Gelombang Protes dan Desakan Penegakan Hukum
Polemik PT Aburahmi sejatinya telah memicu kemarahan publik. Sebagaimana dilaporkan sebelumnya, desakan agar perusahaan ini segera ditindak terus mengalir. Firdaus Hasbullah telah lebih dulu angkat bicara, menantang Satpol PP untuk segera bertindak tegas dengan menyegel pabrik yang beroperasi tanpa izin tersebut.
Tak hanya itu, Forum Pemuda Peduli (FPR) PALI secara lugas menuntut agar negara tidak menjadi pecundang di hadapan korporasi nakal. Suara keras juga datang dari Ketua LSM Serampuh yang menilai wibawa pemerintah telah diinjak-injak, seraya mendesak penghentian operasional secara paksa tanpa kompromi. Senada dengan itu, PGK PALI menegaskan bahwa sanksi administratif berupa penutupan sementara tidaklah cukup, melainkan harus dibarengi dengan ketegasan hukum yang memberikan efek jera.
Fakta Lapangan: Borok PT Aburahmi Terbongkar
Kenekatan PT Aburahmi beroperasi tanpa izin lengkap telah dibongkar habis dalam sidak gabungan lintas OPD pada Selasa (4/8/2026). DPMPTSP PALI secara transparan membeberkan bahwa perusahaan belum mengantongi izin operasional. Lebih jauh, pihak Dinas Lingkungan Hidup (DLH) mencatat perusahaan melakukan uji coba mesin secara sepihak tanpa prosedur pelaporan yang benar.
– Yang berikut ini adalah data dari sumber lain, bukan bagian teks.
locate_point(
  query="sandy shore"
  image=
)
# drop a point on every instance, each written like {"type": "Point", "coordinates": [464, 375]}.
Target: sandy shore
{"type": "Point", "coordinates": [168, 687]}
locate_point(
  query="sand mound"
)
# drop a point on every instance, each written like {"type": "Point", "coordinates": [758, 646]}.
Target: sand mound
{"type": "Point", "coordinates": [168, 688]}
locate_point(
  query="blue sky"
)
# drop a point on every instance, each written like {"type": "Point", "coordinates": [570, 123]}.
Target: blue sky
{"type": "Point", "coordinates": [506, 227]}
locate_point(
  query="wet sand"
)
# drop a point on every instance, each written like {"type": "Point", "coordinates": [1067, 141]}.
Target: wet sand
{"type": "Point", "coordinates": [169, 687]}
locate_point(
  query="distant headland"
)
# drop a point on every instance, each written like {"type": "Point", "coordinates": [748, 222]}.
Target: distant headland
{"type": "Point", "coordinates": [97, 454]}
Tindakan “kucing-kucingan” ini membuat geram banyak pihak. Disnaker PALI bahkan sempat meluapkan kemarahannya saat sidak, menilai perusahaan telah mengabaikan standar ketenagakerjaan. Sementara Kadishub PALI, Kartika Sari, mengecam keras tindakan perusahaan yang dianggap menebar bahaya dan secara terang-terangan mengangkangi aturan. Dari sektor fiskal, Bapenda PALI menegaskan bahwa kepatuhan pajak adalah harga mati yang tidak bisa ditawar, terlepas dari apa pun dalih pihak perusahaan.
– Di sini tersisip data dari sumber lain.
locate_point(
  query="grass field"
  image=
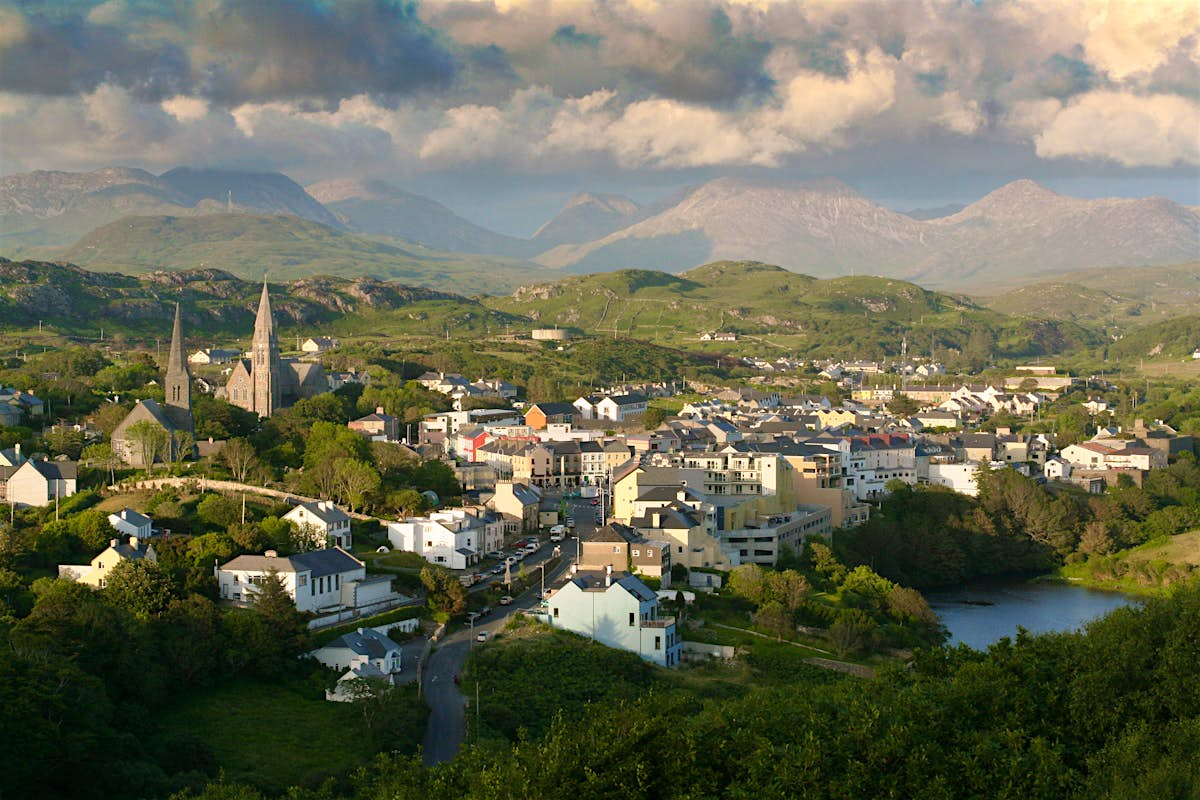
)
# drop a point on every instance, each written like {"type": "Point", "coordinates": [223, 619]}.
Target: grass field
{"type": "Point", "coordinates": [274, 735]}
{"type": "Point", "coordinates": [1182, 548]}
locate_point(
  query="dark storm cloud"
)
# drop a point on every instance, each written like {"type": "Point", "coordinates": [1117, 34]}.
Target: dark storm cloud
{"type": "Point", "coordinates": [60, 52]}
{"type": "Point", "coordinates": [718, 70]}
{"type": "Point", "coordinates": [229, 52]}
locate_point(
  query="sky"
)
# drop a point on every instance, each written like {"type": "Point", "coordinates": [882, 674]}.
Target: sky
{"type": "Point", "coordinates": [505, 108]}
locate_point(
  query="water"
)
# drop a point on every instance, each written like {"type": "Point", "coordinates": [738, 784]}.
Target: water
{"type": "Point", "coordinates": [1037, 607]}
Intervensi Politik dan Kontroversi “Sang Korban”
Di tengah desakan dari Ketua DPRD PALI, H. Ubaidillah, yang memerintahkan agar pabrik disegel jika belum berizin, pernyataan Darmadi Suhaimi justru menjadi anomali. Meskipun mengakui pabrik tersebut berlokasi di desa kelahirannya, Darmadi justru melimpahkan kesalahan kepada instansi pemerintah.
“Ya jangan melempar seperti itu karena ini mulanya dari sana, dari Dinas Lingkungan Hidup semuanya. Semuanya. Aburahmi jadi korban,” tegas Darmadi dalam RDP tersebut.
Darmadi yang mengaku mendapatkan banyak telepon dari berbagai pihak sebelum RDP berlangsung, bersikeras bahwa investasi melalui OSS seharusnya mempermudah izin. Ia bahkan mengklaim bahwa posisi PT Aburahmi saat ini adalah pihak yang terzalimi oleh sistem birokrasi, sebuah pernyataan yang langsung memicu perdebatan panjang di ruang sidang.
Uji Nyali Kewibawaan Pemerintah
Pernyataan Darmadi Suhaimi yang secara terbuka membela perusahaan di tengah bukti pelanggaran nyata, kini menempatkan pemerintah daerah di persimpangan jalan. Publik PALI kini menanti, apakah hukum akan benar-benar ditegakkan tanpa kompromi, atau justru melempem di hadapan intervensi kekuatan politik yang menyebut pelanggar aturan sebagai “korban”.
Kini bola panas berada di tangan Pemkab PALI. Tantangan dari berbagai elemen masyarakat dan LSM agar Bupati Asgianto segera mengambil tindakan tegas menyegel pabrik, menjadi ujian sesungguhnya bagi marwah hukum di Bumi Serepat Serasan.